Un modèle d’affaires viable ?
L’affiliation est-elle un modèle d’avenir pour les médias québécois ? François Charron en est convaincu, mais insiste sur l’importance du volume et de la pertinence du contenu. « Un article bien référencé peut générer des revenus récurrents, mais il faut une stratégie robuste et du contenu de qualité », souligne-t-il. Marie-Claude Ravary et lui s’accordent sur le point que l’affiliation repose sur la performance et la quantité du contenu. « C’est une course de fond, pas un sprint. Ceux qui s’attendent à des résultats immédiats risquent d’être déçus », souligne Marie-Claude.

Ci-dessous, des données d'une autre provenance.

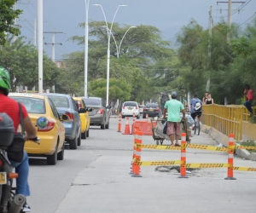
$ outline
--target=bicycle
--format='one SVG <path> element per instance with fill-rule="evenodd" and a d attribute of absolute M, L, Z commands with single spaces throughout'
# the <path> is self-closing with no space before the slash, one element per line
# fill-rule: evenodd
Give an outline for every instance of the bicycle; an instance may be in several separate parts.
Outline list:
<path fill-rule="evenodd" d="M 195 118 L 194 135 L 196 135 L 197 132 L 197 135 L 199 135 L 200 130 L 201 130 L 200 120 L 198 115 L 196 115 Z"/>

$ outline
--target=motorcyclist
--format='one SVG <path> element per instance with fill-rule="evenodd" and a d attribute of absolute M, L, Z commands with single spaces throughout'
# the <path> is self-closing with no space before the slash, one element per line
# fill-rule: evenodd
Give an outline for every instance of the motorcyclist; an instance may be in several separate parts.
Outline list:
<path fill-rule="evenodd" d="M 9 72 L 0 66 L 0 112 L 7 113 L 14 122 L 15 130 L 17 132 L 20 124 L 19 105 L 17 101 L 8 97 L 9 90 L 10 89 L 10 77 Z M 37 137 L 37 132 L 34 125 L 32 124 L 26 109 L 21 104 L 21 110 L 24 119 L 24 126 L 26 130 L 26 139 Z M 24 196 L 30 195 L 28 186 L 28 157 L 26 151 L 24 151 L 23 159 L 20 163 L 10 161 L 11 164 L 15 168 L 19 177 L 16 179 L 16 194 L 22 194 Z M 22 209 L 23 212 L 30 212 L 30 207 L 26 203 Z"/>

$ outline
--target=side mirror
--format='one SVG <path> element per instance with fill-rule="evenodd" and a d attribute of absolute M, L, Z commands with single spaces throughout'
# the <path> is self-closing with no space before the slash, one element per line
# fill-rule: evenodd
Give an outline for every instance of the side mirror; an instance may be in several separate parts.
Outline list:
<path fill-rule="evenodd" d="M 87 112 L 87 109 L 84 109 L 84 108 L 80 108 L 79 110 L 79 113 L 85 113 Z"/>
<path fill-rule="evenodd" d="M 60 118 L 60 120 L 61 121 L 65 121 L 65 120 L 69 120 L 69 116 L 68 115 L 66 115 L 66 114 L 62 114 Z"/>

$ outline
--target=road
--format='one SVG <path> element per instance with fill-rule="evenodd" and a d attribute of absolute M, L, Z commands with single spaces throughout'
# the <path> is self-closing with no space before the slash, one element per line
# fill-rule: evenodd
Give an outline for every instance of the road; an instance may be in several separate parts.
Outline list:
<path fill-rule="evenodd" d="M 237 180 L 226 181 L 226 168 L 203 169 L 179 179 L 175 170 L 145 166 L 143 177 L 131 177 L 133 135 L 118 133 L 117 126 L 118 119 L 112 118 L 109 130 L 90 127 L 90 137 L 77 150 L 66 149 L 65 159 L 55 166 L 30 159 L 32 212 L 255 212 L 255 172 L 234 171 Z M 143 143 L 155 144 L 152 136 L 143 136 Z M 205 133 L 191 143 L 217 145 Z M 142 152 L 143 161 L 179 158 L 180 151 Z M 226 164 L 227 153 L 188 149 L 187 162 Z M 237 157 L 235 166 L 256 167 Z"/>

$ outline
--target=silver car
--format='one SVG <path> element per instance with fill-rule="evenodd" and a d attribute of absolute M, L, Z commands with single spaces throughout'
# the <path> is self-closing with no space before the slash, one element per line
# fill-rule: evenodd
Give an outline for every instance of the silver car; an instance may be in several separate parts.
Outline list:
<path fill-rule="evenodd" d="M 105 106 L 105 101 L 98 97 L 82 97 L 86 104 L 88 109 L 91 108 L 92 111 L 89 112 L 90 118 L 90 125 L 101 126 L 102 130 L 109 129 L 109 109 L 110 106 Z"/>

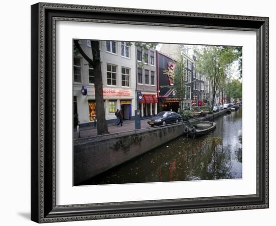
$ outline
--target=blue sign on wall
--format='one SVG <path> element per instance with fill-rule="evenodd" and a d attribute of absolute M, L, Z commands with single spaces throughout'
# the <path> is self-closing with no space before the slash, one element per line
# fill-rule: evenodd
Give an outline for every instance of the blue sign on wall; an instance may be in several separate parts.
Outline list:
<path fill-rule="evenodd" d="M 86 96 L 87 94 L 87 88 L 85 86 L 82 86 L 81 88 L 81 94 L 83 96 Z"/>

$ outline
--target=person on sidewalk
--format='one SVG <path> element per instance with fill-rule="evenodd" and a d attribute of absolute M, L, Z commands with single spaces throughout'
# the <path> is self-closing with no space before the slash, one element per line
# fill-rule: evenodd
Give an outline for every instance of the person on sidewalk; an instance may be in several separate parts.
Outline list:
<path fill-rule="evenodd" d="M 117 109 L 117 111 L 116 111 L 116 112 L 115 112 L 115 115 L 117 117 L 117 119 L 116 119 L 116 122 L 115 122 L 115 124 L 119 126 L 119 124 L 120 124 L 120 117 L 119 116 L 119 109 Z"/>
<path fill-rule="evenodd" d="M 120 119 L 120 122 L 119 124 L 120 124 L 121 126 L 122 126 L 122 114 L 120 110 L 119 111 L 119 118 Z M 119 126 L 119 124 L 118 124 L 118 126 Z"/>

L’affiliation ne peut compenser la chute des revenus publicitaires, mais elle aide à diversifier le financement. Dans un paysage où les modèles traditionnels de monétisation sont en perte de vitesse, des plateformes comme PlanHub, Talent.com, Goloot et Club Boomerang, offrent des solutions adaptées aux besoins des médias québécois. L’enjeu pour les médias n’est pas seulement d’adopter l’affiliation, mais de l’intégrer intelligemment. Il s’agit de trouver un équilibre entre monétisation et rigueur éditoriale afin de préserver la confiance de l’audience. Un usage transparent et bien encadré de l’affiliation peut non seulement générer de nouveaux revenus récurrents, mais aussi renforcer le lien avec l’audience en proposant des recommandations pertinentes et utiles.